The bloom
is an in-memory persistent storage for determining whether an element is member of set (useful for counting uniqie events, sessions, storing approximated sets etc). Uses a Bloom filter - a space-efficient probabilistic data structure.
Default configuration is sufficient for testing the set of 500,000,000 elements with false-positive probability 0.1%.

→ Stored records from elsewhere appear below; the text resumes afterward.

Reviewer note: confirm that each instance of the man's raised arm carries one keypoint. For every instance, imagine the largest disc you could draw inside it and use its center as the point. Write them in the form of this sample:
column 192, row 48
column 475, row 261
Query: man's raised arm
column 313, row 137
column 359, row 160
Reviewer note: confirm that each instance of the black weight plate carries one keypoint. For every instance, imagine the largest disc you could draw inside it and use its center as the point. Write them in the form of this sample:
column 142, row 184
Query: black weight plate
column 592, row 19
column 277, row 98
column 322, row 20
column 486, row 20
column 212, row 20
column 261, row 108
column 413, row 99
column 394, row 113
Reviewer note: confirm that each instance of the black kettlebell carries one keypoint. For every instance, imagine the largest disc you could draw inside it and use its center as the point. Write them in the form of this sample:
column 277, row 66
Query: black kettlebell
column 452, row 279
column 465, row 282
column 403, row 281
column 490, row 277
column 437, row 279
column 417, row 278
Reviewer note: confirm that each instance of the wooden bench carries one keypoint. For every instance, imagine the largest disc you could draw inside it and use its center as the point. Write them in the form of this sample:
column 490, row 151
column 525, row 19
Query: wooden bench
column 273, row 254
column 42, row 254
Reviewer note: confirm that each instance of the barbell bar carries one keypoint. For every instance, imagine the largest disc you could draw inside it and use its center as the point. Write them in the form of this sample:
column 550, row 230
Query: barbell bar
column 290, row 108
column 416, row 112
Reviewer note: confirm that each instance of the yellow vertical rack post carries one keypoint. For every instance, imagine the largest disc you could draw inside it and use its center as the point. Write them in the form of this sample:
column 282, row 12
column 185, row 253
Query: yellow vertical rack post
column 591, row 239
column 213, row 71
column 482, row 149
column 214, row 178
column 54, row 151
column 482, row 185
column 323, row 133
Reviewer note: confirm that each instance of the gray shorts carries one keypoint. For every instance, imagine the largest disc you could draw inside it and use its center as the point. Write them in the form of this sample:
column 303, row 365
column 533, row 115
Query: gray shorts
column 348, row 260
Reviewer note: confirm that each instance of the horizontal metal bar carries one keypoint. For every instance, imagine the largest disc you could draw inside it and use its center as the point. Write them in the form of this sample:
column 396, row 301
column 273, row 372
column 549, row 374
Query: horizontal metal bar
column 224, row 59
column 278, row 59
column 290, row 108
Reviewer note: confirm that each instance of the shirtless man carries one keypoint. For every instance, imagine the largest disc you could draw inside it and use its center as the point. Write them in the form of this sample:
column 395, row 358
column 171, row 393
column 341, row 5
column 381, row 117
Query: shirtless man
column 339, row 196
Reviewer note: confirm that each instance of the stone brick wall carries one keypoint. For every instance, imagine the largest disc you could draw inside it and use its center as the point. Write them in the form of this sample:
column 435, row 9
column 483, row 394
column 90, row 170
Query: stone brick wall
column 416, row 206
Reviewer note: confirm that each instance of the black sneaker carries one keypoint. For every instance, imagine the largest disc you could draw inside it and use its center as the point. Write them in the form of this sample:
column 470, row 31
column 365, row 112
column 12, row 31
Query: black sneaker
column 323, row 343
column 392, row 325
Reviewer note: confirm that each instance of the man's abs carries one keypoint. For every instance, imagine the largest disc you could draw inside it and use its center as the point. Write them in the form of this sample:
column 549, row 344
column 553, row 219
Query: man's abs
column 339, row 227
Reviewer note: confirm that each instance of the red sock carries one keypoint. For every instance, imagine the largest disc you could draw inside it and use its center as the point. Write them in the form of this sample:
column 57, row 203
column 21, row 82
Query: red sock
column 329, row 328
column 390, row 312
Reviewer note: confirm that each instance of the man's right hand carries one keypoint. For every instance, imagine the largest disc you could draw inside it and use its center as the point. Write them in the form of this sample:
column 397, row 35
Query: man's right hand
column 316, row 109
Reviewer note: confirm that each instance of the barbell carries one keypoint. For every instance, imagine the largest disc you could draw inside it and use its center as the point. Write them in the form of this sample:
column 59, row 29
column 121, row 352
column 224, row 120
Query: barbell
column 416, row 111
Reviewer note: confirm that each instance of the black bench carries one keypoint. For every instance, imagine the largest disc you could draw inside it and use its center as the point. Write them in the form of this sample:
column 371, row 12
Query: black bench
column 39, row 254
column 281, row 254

sudo apt-get install python-bitarray python-gevent
or use pip
to install corresponding modules.
Run sudo apt-get install build-essential libssl-dev libevent-dev
in order to install dependencies. Then run make
to build server or make static
to build statically linked binary.
./bloom.py <filename_for_snapshot>
./bloom <filename_for_snapshot>
or
./bloom.static <filename_for_snapshot>
if you prefer statically linked version.
Test whether an element is a member of a set:
$ curl localhost:8888/check?e=sdfdsafdsafsadf
MISSING
Add an element to set:
$ curl localhost:8888/add?e=sdfdsafdsafsadf
ADDED
Check and add at a time:
$ curl localhost:8888/checkthenadd?e=sdfdsafdsafsadf
PRESENT
Server saves data to snapshot file on server exit. In addition, you may force the server to dump snapshot on disk by sending USR1 signal. Snapshot dumping process does not blocks serving request and uses copy-on-write method, so dumped data is always consistent.